6. A microarray for identification of target sequences, in which the probe set of claim 5 is immobilized on a substrate.

7. The microarray of claim 6, wherein the substrate is coated with an active group selected from the group consisting of amino-silane, poly-L-lysine, and aldehyde.

8. The microarray of claim 6, wherein the substrate is a silicon wafer, glass, quartz, metal, or plastic.

9. A computer readable medium recorded thereon a program to execute the method of claim 1.

10. A method of identifying target sequences using the probe set of claim 5.

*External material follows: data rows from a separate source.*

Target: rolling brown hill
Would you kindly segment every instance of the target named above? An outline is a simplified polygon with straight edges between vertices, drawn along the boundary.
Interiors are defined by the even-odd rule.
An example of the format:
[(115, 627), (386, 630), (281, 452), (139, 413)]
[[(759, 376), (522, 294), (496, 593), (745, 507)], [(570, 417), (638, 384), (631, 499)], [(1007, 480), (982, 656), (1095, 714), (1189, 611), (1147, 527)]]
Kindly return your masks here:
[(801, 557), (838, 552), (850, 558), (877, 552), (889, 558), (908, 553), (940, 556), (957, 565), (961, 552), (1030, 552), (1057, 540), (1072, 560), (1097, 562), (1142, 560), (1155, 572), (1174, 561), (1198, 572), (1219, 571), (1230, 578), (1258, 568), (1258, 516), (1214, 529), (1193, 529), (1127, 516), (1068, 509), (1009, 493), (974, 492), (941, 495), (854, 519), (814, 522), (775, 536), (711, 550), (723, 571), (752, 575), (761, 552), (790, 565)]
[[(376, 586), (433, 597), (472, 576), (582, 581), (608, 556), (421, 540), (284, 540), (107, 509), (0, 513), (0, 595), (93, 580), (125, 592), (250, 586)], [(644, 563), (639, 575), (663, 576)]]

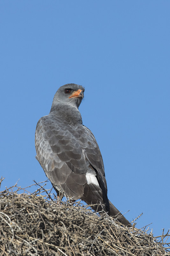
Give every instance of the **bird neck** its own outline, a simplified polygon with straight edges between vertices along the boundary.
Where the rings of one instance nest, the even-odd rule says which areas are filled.
[[[77,108],[69,104],[59,104],[53,107],[50,111],[55,119],[59,118],[63,120],[65,124],[75,125],[82,124],[81,116]]]

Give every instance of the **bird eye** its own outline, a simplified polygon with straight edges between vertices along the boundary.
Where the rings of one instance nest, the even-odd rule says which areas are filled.
[[[71,89],[66,89],[65,90],[65,93],[70,93],[71,91]]]

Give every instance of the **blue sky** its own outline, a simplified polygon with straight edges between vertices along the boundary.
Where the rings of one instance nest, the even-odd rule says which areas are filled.
[[[1,1],[2,188],[46,180],[37,123],[60,86],[78,84],[110,200],[129,220],[143,212],[137,228],[167,231],[170,10],[167,0]]]

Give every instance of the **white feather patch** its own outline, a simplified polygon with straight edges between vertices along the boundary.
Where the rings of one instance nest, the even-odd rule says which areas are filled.
[[[94,185],[99,186],[99,183],[95,175],[90,173],[86,173],[86,177],[87,180],[88,184],[92,183]]]

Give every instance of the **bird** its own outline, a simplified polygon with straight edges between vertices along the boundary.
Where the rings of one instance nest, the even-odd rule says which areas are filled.
[[[58,196],[61,194],[74,201],[81,199],[95,211],[106,212],[131,227],[108,198],[99,146],[82,124],[78,109],[84,92],[84,87],[75,84],[58,90],[49,114],[37,123],[36,157]]]

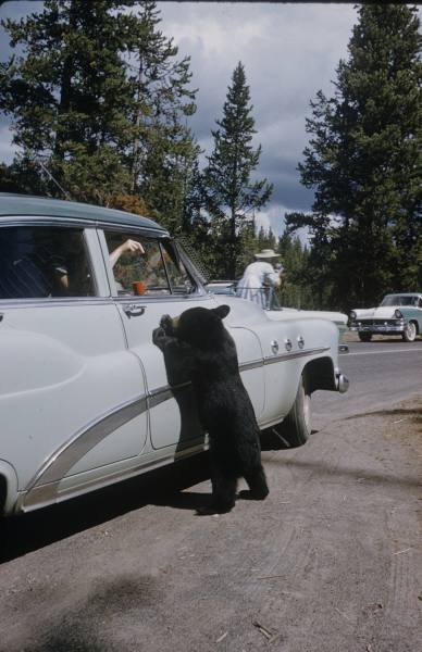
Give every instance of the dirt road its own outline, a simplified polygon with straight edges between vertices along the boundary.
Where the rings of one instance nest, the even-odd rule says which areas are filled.
[[[422,652],[422,402],[273,444],[227,515],[198,466],[3,525],[1,652]]]

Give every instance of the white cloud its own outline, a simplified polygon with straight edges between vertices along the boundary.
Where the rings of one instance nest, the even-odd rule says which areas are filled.
[[[191,57],[193,87],[199,88],[191,127],[200,145],[207,153],[212,148],[210,130],[222,116],[233,71],[241,61],[251,91],[256,142],[262,145],[257,177],[268,177],[274,185],[270,209],[280,213],[280,202],[288,202],[288,210],[309,209],[312,193],[300,185],[296,170],[308,142],[309,102],[320,88],[333,92],[331,80],[339,60],[347,57],[357,20],[355,7],[259,2],[158,7],[164,34],[174,37],[179,55]]]

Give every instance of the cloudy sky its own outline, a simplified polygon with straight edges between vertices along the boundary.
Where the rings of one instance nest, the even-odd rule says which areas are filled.
[[[1,2],[0,2],[1,3]],[[12,0],[0,17],[39,11],[42,2]],[[190,126],[210,152],[211,128],[222,106],[233,71],[245,65],[253,104],[257,143],[262,145],[258,176],[274,185],[259,224],[283,231],[286,211],[311,209],[312,192],[296,170],[308,142],[305,118],[319,89],[332,95],[335,70],[347,58],[357,10],[347,3],[158,2],[161,29],[174,38],[179,54],[191,58],[198,110]],[[9,54],[0,32],[0,59]],[[12,134],[0,116],[0,161],[13,156]]]

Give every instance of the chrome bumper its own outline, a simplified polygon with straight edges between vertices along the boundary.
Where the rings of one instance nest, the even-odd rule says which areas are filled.
[[[360,326],[350,326],[350,330],[355,330],[357,333],[404,333],[406,329],[406,324],[371,324],[364,326],[361,324]]]
[[[339,393],[346,393],[349,389],[349,379],[340,372],[336,373],[336,390]]]

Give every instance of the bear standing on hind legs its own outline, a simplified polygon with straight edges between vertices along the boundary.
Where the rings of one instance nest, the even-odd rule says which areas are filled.
[[[202,514],[229,512],[239,477],[247,481],[250,498],[263,500],[269,493],[259,427],[240,378],[235,342],[222,322],[228,312],[228,305],[193,308],[175,319],[161,319],[165,335],[190,349],[199,418],[210,438],[212,504],[200,510]]]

11. A method of identifying target sequences using the probe set of claim 5, which comprises:

applying a sample including target sequences on the microarray for identification of target sequences, in which the probe set of claim 5 is immobilized on a substrate;

hybridizing the target sequences with the probe set;

washing the microarray to remove a non-specific reaction; and

detecting a fluorescent signal due to hybrid formation.